I'm gathering data for a casual survey, and I'm like to share what I learn from you. I won't be releasing any names or organizations unless you send your email and your approval to me as an "Additional comments" I look forward form hearing from you!
//
Miles
@
mbk@ideaeng.com
Years ago, what we now call ‘enterprise search’ came with pretty basic fictionality. Product arrived with the ability to create an index; ‘filters’ to enable the indexing to work properly on non-text content like Word Perfect and WordStar; and an application that delivered a basic search experience, so inexperienced users could find the content they wanted. Rarely, advanced products included basic reporting, but everything was primarily focused on the indexing process, and very rarely on user query activity. Some companies – I’m thinking of organizations like Verity and Fulcrum Technologies (both former employers of mine) actually included some limited reporting, with the focus primarily on user queries.

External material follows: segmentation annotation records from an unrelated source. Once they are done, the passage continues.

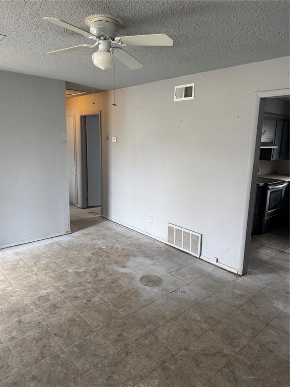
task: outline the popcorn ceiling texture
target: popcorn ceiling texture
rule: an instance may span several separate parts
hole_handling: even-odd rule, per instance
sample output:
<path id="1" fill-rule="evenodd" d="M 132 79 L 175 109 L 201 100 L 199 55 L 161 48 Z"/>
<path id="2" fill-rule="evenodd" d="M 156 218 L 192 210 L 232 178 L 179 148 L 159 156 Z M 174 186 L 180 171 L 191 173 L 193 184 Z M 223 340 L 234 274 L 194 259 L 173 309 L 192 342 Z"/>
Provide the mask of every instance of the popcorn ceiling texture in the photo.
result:
<path id="1" fill-rule="evenodd" d="M 165 33 L 173 47 L 128 47 L 144 64 L 118 62 L 117 88 L 259 61 L 289 54 L 288 1 L 30 1 L 0 0 L 0 69 L 92 86 L 92 50 L 50 56 L 49 51 L 89 42 L 44 22 L 61 19 L 88 29 L 92 14 L 121 18 L 122 35 Z M 98 89 L 113 88 L 113 70 L 96 69 Z"/>

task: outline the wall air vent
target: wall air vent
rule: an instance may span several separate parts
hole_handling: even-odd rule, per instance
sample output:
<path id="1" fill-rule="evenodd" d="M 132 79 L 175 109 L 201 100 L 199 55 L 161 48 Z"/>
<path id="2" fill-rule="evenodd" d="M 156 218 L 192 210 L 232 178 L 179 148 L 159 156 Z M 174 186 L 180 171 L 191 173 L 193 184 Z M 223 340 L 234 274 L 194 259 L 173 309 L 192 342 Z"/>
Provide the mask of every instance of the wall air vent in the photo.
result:
<path id="1" fill-rule="evenodd" d="M 167 243 L 194 256 L 201 253 L 201 234 L 191 231 L 172 223 L 167 224 Z"/>
<path id="2" fill-rule="evenodd" d="M 174 88 L 174 101 L 185 101 L 194 98 L 194 84 L 181 85 Z"/>

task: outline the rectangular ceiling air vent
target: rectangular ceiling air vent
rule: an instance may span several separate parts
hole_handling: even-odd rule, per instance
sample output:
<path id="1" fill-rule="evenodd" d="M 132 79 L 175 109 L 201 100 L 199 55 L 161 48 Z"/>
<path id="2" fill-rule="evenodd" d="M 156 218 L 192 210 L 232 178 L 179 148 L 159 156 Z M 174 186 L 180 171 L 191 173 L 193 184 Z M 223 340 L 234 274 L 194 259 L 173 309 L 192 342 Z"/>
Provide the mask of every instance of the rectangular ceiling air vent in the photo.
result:
<path id="1" fill-rule="evenodd" d="M 185 101 L 194 98 L 194 84 L 181 85 L 174 88 L 174 101 Z"/>
<path id="2" fill-rule="evenodd" d="M 199 258 L 201 254 L 201 234 L 167 224 L 167 243 Z"/>

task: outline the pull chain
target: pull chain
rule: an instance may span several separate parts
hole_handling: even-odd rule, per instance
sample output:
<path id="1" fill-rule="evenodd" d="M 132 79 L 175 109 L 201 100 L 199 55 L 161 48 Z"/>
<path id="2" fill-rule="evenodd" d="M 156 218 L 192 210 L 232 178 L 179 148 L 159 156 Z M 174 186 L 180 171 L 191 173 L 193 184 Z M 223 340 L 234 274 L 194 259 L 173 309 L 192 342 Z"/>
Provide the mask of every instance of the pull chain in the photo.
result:
<path id="1" fill-rule="evenodd" d="M 95 64 L 93 65 L 94 69 L 93 70 L 93 105 L 96 104 L 95 101 Z"/>
<path id="2" fill-rule="evenodd" d="M 118 106 L 116 103 L 116 63 L 114 64 L 114 103 L 112 104 L 112 106 Z"/>

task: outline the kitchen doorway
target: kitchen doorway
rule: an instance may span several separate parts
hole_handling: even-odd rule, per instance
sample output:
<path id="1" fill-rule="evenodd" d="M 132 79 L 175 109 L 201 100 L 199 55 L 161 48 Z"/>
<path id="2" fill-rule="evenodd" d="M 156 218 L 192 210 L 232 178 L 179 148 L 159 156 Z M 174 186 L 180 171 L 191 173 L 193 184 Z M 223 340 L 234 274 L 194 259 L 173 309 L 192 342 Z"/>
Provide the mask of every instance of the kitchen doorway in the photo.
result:
<path id="1" fill-rule="evenodd" d="M 257 93 L 257 131 L 243 274 L 289 275 L 290 90 Z"/>
<path id="2" fill-rule="evenodd" d="M 82 203 L 80 207 L 101 207 L 102 157 L 100 114 L 81 116 Z"/>

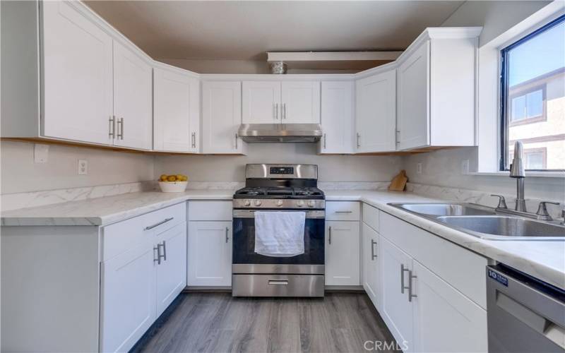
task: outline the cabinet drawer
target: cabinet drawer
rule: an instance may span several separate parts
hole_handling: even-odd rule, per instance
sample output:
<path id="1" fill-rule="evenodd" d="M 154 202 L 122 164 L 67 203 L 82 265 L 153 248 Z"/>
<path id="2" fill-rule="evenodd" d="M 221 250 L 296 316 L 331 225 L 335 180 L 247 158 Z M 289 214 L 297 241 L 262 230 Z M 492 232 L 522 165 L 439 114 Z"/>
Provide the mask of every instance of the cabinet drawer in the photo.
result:
<path id="1" fill-rule="evenodd" d="M 359 220 L 359 205 L 357 201 L 326 201 L 326 220 Z"/>
<path id="2" fill-rule="evenodd" d="M 384 212 L 380 234 L 467 297 L 487 308 L 487 259 Z"/>
<path id="3" fill-rule="evenodd" d="M 155 234 L 186 219 L 185 203 L 161 208 L 103 228 L 102 259 L 108 260 L 134 246 L 151 241 Z"/>
<path id="4" fill-rule="evenodd" d="M 232 201 L 190 201 L 189 220 L 232 220 Z"/>
<path id="5" fill-rule="evenodd" d="M 379 232 L 379 209 L 364 203 L 363 222 L 369 227 Z"/>

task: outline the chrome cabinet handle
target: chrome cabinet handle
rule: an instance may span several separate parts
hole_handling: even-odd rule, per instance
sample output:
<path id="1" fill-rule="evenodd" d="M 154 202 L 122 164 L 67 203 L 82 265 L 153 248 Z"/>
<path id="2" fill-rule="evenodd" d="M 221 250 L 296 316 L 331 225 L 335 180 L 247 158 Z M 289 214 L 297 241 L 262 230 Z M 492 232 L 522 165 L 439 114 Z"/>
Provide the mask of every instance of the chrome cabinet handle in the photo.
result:
<path id="1" fill-rule="evenodd" d="M 114 138 L 116 136 L 116 116 L 112 115 L 108 119 L 108 137 Z"/>
<path id="2" fill-rule="evenodd" d="M 418 276 L 412 275 L 412 270 L 408 270 L 408 301 L 412 301 L 412 298 L 415 298 L 417 297 L 417 295 L 412 294 L 413 290 L 412 287 L 412 280 L 417 277 Z"/>
<path id="3" fill-rule="evenodd" d="M 161 222 L 160 222 L 158 223 L 155 223 L 153 225 L 150 225 L 148 227 L 145 227 L 144 230 L 153 229 L 155 227 L 159 227 L 160 225 L 162 225 L 163 223 L 167 223 L 167 222 L 171 221 L 171 220 L 172 220 L 174 219 L 174 217 L 171 217 L 170 218 L 165 218 L 165 220 L 162 220 Z"/>
<path id="4" fill-rule="evenodd" d="M 157 265 L 161 264 L 161 244 L 157 244 L 157 246 L 153 246 L 153 254 L 155 251 L 157 250 L 157 258 L 153 258 L 153 262 L 156 262 Z"/>
<path id="5" fill-rule="evenodd" d="M 371 239 L 371 261 L 375 259 L 376 255 L 375 255 L 375 245 L 376 245 L 376 241 L 373 239 Z"/>
<path id="6" fill-rule="evenodd" d="M 408 271 L 408 273 L 410 273 L 410 270 L 408 268 L 404 268 L 404 264 L 400 264 L 400 293 L 403 294 L 404 294 L 404 289 L 408 289 L 408 287 L 405 287 L 404 285 L 404 273 L 405 271 Z"/>

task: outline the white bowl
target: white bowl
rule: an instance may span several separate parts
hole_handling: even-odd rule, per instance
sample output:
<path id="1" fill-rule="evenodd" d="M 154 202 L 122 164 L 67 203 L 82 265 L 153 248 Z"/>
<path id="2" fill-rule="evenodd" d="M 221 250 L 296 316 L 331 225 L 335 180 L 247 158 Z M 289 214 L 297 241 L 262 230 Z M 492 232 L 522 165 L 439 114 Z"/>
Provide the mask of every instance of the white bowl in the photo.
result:
<path id="1" fill-rule="evenodd" d="M 182 193 L 188 184 L 188 181 L 159 181 L 159 187 L 164 193 Z"/>

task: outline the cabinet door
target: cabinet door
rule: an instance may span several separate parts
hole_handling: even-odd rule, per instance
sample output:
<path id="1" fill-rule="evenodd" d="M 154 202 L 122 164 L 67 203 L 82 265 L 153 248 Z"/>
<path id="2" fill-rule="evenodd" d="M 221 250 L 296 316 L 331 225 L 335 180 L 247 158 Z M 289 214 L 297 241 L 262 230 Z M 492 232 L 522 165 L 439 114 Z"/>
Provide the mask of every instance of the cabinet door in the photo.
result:
<path id="1" fill-rule="evenodd" d="M 282 124 L 320 124 L 319 81 L 286 81 L 282 88 Z"/>
<path id="2" fill-rule="evenodd" d="M 189 222 L 188 285 L 232 285 L 232 222 Z"/>
<path id="3" fill-rule="evenodd" d="M 487 311 L 414 261 L 416 352 L 487 351 Z"/>
<path id="4" fill-rule="evenodd" d="M 357 81 L 357 152 L 395 150 L 396 71 Z"/>
<path id="5" fill-rule="evenodd" d="M 153 148 L 198 152 L 200 83 L 189 74 L 153 69 Z"/>
<path id="6" fill-rule="evenodd" d="M 381 314 L 404 352 L 412 352 L 412 302 L 408 301 L 408 270 L 412 258 L 381 237 L 379 256 L 382 275 Z M 403 271 L 403 267 L 404 271 Z"/>
<path id="7" fill-rule="evenodd" d="M 242 86 L 239 82 L 202 83 L 202 152 L 243 153 L 237 135 L 242 124 Z"/>
<path id="8" fill-rule="evenodd" d="M 326 222 L 326 285 L 359 285 L 359 222 Z"/>
<path id="9" fill-rule="evenodd" d="M 379 272 L 379 234 L 363 222 L 363 287 L 376 308 L 381 309 Z"/>
<path id="10" fill-rule="evenodd" d="M 417 48 L 398 71 L 398 145 L 429 145 L 429 41 Z"/>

Nowadays, technology has expanded everywhere. And with the popularity and success of the leading names in ‘internet search’ - Google, Bing, Yahoo, and others – more and more users have come to expect similar results in their corporate search capabilities for both internal and public-facing content. The catch is that the intranet is not the internet, and search is frequently an orphan product managed by an IT team short on time and often with little experience with search. I’ve summarized this problem before by confessing that search is not “fire and forget technology.
I’ve written about the challenges of enterprise search before: to summarize, enterprise queries generally have a ‘right answer’; document-level security, associated with many – if not a majority of documents; a variety of different file formats; and most importantly, someone whose job is to ensure content and search quality.
But we’ve seen a major enhancement in enterprise search lately, one that promises quantum leaps in search quality, precision, and personalization: machine learning or ML. And just to set the record straight, ML is not the same as ‘artificial intelligence’; technically, ML is an implementation of AI.
ML does not free you from managing your search platform. The “L” in ML is about learning, but sadly, the “M” is not for ‘magic’. As with we humans, machine learning happens by repetition and by observing behavior over time. And sadly, few enterprises have enough content and query activity quantity to be anywhere near as good as Google. And even though we are well into the 21st century, we don’t have the technology of the HAL 9000 computer – at least not yet. Come back next year!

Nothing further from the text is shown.